Weirdest network symptom for me in a long time... An ssh -v
to one of our remote hosts would hang every time with:
debug1: expecting SSH2_MSG_KEX_DH_GEX_REPLY
The only hint in the apparently-most-relevant online discussion is that it might have something to do with some network interface's MTU (Maximum Transmission Unit).
Lacking any better ideas, we changed the MTU on the SSH server
(with ifconfig eth0 mtu 512) -- note: a value wildly lower
than what should be required -- and it worked! SSH connections
could happen.
Except: only just barely. The first time the remote end tried to send any amount of data -- e.g. a VNC screen refresh -- the connection would wedge, and that would be that. (I cannot explain this data point: I would expect the very low MTU setting to ensure that no big packets ever got out, and so no wedging could happen on that account.)
On the weak assumption that our problem was something to do with MTUs, I proceeded to learn a fair bit more than I wanted to know.
Every network link has an MTU, and there are on-the-order-of a dozen links between Here and There in any network interaction. An MTU of 1500 is standard for Ethernet (modulo Jumbo Frames), but you get MTUs in the high 1400s for various network technologies (1500 minus "some bytes for our special stuff"). Needing an MTU under 1000 means "something is not right".
What happens if you send a packet that is too big to make the next network hop? In theory, the network device is allowed to "fragment" the packet, and send on the pieces. I believe this sort of malarkey is frowned on, and many (most? (all?)) TCP packets are sent with a DF (Do Not Fragment) flag.
So what happens with a DF-flagged too-big packet? Well, the device at the edge of the too-small-MTU chasm is supposed to send back an ICMP packet telling of the problem, so that the originator can re-send in smaller bundles.
A whole bunch of things can go wrong. The device might simply fail to send the required ICMP packet. Any of the network devices on the way back to the originator might choose to drop the ICMP packet ("Security, you know."). The host firewall -- or the one on the last-hop consumer router -- stands a high chance of Doing The Wrong Thing.

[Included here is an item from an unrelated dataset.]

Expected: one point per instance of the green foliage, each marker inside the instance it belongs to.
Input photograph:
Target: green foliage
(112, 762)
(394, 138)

Net effect: Big packets go, but then just drop off the end of the world. Re-sending doesn't help because, odds are, they will follow the same route and drop no less ignominiously. Eventually the connection will time out.

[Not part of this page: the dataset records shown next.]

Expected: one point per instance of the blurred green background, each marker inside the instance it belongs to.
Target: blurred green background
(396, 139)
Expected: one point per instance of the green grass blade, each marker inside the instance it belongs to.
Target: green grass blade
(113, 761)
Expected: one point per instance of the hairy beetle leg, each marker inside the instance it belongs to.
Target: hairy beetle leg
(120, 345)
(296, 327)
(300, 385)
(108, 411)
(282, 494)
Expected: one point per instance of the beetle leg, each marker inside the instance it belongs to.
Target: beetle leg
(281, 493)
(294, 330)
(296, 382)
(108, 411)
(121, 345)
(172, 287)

Your packets are said to have fallen into an MTU black hole.
Along the way, I learned that you can probe network MTUs by sending
various-sized ping packets. (As in most networking problems
ping and traceroute are your friends.) In Linux-speak, you
type...
ping -M do -c 2 -s <n> remote.example.com
...varying <n>. So, for instance, if
ping -M do -c 2 -s 1465 remote.example.com
balks with Frag needed and DF set, but
ping -M do -c 2 -s 1464 remote.example.com
does not, then 1464+28=1492 is the least MTU between here and there.

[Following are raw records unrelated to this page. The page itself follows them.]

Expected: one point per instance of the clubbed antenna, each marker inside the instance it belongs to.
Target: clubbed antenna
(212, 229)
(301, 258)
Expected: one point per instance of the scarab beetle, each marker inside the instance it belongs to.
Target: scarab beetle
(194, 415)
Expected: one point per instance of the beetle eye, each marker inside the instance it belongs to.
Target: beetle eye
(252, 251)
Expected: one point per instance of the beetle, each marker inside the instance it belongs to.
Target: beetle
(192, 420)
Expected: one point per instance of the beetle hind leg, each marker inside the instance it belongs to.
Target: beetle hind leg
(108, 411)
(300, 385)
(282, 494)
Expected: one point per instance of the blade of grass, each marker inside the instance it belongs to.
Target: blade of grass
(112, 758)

(ping has 28 bytes overhead which you need to add back in.)
Back to our own sad case. Besides trying our fabulously-low MTU of 512, we did all the other typical things, namely power-cycling all the networking doodahs around the office. In desperation, we even did a Linux reboot (a mistake). Nothing helped.
But when we woke up next morning and tried our stuff, everything was fine. Completely baffling.